Ce transfert achevé, un bateau pneumatique en difficulté avait déjà été repéré par le capitaine sur la passerelle et le coordinateur des secours, Hauke Mack, donnait le feu vert aux opérations de sauvetage. 153 personnes ont été ainsi été secourues et accueillies saines et sauves à bord de l’Aquarius. Mais la journée n’était pas terminée. Un autre bateau pneumatique, dans une mauvaise situation, était encore signalé. “Les bonnes conditions météo ont aidé à éviter tout incident pendant le sauvetage. Mais heureusement qu’un tanker s’est positionné pour protéger le deuxième bateau pneumatique de la houle et du vent, sinon, vu les conditions de l’embarcation, car le pire aurait pu arriver” a expliqué le SAR Coordinator, alors que 139 personnes étaient conduites saines et sauves à bord de l’Aquarius.

Tandis que SOS MEDITERRANEE, association civile européenne, recevait à Paris, sous les honneurs, le prix Houphouët Boigny pour la recherche de la Paix décerné par l’UNESCO, en Méditerranée, l’Aquarius enregistrait un nouveau record dramatique : 1032 naufragés à bord. Sains et saufs.

Ces 1032 personnes sont originaires de plus de 26 pays différents, majoritairement d’Afrique de l’Ouest mais aussi d’Erythrée (486) et Somalie (80), du Bangladesh ou du Yémen. Le plus jeune, un nouveau né âgé d’à peine une semaine et un jour; et le plus âgé, un homme de 71 ans. Enfin, confirmant une tendance observée depuis le début des opérations, 230 des 255 mineurs actuellement à bord ne sont pas accompagnés.

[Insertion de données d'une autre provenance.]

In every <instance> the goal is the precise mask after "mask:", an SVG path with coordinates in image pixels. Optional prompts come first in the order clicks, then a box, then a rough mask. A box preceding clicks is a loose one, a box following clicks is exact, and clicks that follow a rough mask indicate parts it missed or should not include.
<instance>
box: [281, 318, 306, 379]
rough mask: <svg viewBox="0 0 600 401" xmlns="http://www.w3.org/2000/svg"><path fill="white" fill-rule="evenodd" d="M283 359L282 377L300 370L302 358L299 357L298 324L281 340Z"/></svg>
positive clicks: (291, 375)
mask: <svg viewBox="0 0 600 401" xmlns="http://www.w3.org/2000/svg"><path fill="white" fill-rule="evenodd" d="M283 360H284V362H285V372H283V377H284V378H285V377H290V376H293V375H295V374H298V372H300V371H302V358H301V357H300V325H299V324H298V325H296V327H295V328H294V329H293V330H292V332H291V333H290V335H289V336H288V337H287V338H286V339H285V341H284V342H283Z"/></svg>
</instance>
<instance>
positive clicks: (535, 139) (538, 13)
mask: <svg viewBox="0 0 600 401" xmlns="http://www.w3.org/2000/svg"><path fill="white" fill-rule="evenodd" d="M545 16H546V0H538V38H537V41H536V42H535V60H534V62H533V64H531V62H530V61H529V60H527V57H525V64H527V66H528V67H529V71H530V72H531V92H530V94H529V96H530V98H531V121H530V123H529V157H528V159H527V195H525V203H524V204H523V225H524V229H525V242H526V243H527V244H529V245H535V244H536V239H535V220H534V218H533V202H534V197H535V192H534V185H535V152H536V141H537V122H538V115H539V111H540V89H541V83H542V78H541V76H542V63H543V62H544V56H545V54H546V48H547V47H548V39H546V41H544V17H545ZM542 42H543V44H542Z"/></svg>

Déshydratés, traumatisés, pour certains la peau brûlée par le mélange d’eau de mer et de carburant, tous les réfugiés ont été pris en charge par les équipes médicales de Médecins Sans Frontières et les volontaires de SOS MEDITERRANEE, tandis que l’Aquarius prenait la direction du nord, vers un port de l’Italie du sud.

Au même moment, à la tribune de l’UNESCO, Sophie Beau co-fondatrice et vice-Présidente de SOS MEDITERRANEE, dénonçait « l’enfer libyen » évoqué par les naufragés à bord de l’Aquarius. “Séquestrations, viols, extorsion de rançons sous la torture, maltraitances et humiliations, travaux forcés, marchés d’esclaves… Les migrants sont en proie à un trafic humain à grande échelle qui fait ressurgir du passé l’ombre de la traite négrière ; la négation de l’humanité” dénonçait la cofondatrice de SOS MEDITERRANEE devant plusieurs responsables gouvernementaux européens et africains.

Une réalité horrifiante, malheureusement confirmée par les récits des 1032 personnes secourues. “La Libye c’est un enfer” raconte à une volontaire de SOS MEDITERRANEE Peter, Nigerian de 33 ans. “J’ai décidé d’aller en Libye pour le travail, après la mort de mes parents. Mais c’était un enfer, même les enfants étaient armés. Des hommes armés m’ont enlevé, ils m’ont ligoté avec du scotch et m’ont électrocuté. Quand je me suis réveillé, je ne savais plus où j’étais. J’ai payé 2000 dinars pour ma libération. Un homme m’a escorté là où je gardais mon argent, parce qu’en Libye il n’y a pas de banques. Et puis après, il m’a poussé dans le coffre d’une voiture et m’a jeté au milieu d’une rue. C’est là que j’ai décidé de m’échapper par la mer, mais la première fois, j’ai été refoulé. On m’a envoyé en prison pendant un mois. Là-bas, ils te donnent un demi-pain par jour, à 9h00 le matin, ils mettent de la drogue dans le reste de la nourriture. Ils savent que nous avons faim et ils proposent des spaghetti, mais c’est empoisonné : après avoir mangé cela, tu es malade, tu ne vois plus de loin et tu n’es plus capable de bouger. C’est pour éviter qu’on s’enfuie. J’ai de nouveau payé 1000 dinars pour sortir de prison. Et j’ai tenté de nouveau de monter sur un canot. Je n’ai pas vraiment payé pour la traversée, j’ai donné tout ce qu’il me restait” explique le jeune homme, épuisé, secouru à bord d’un canot pneumatique par un bateau de la marine marchande. “Maintenant je n’ai plus rien, juste la vie sauve”.

Depuis lancement des ope?rations de sauvetage en fe?vrier 2016, SOS MEDITERRANEE a porté secours avec son navire l’Aquarius à 20.513 hommes, femmes et enfants en mer – dont 9.252 depuis début 2017 – au cours de 121 opérations de sauvetage.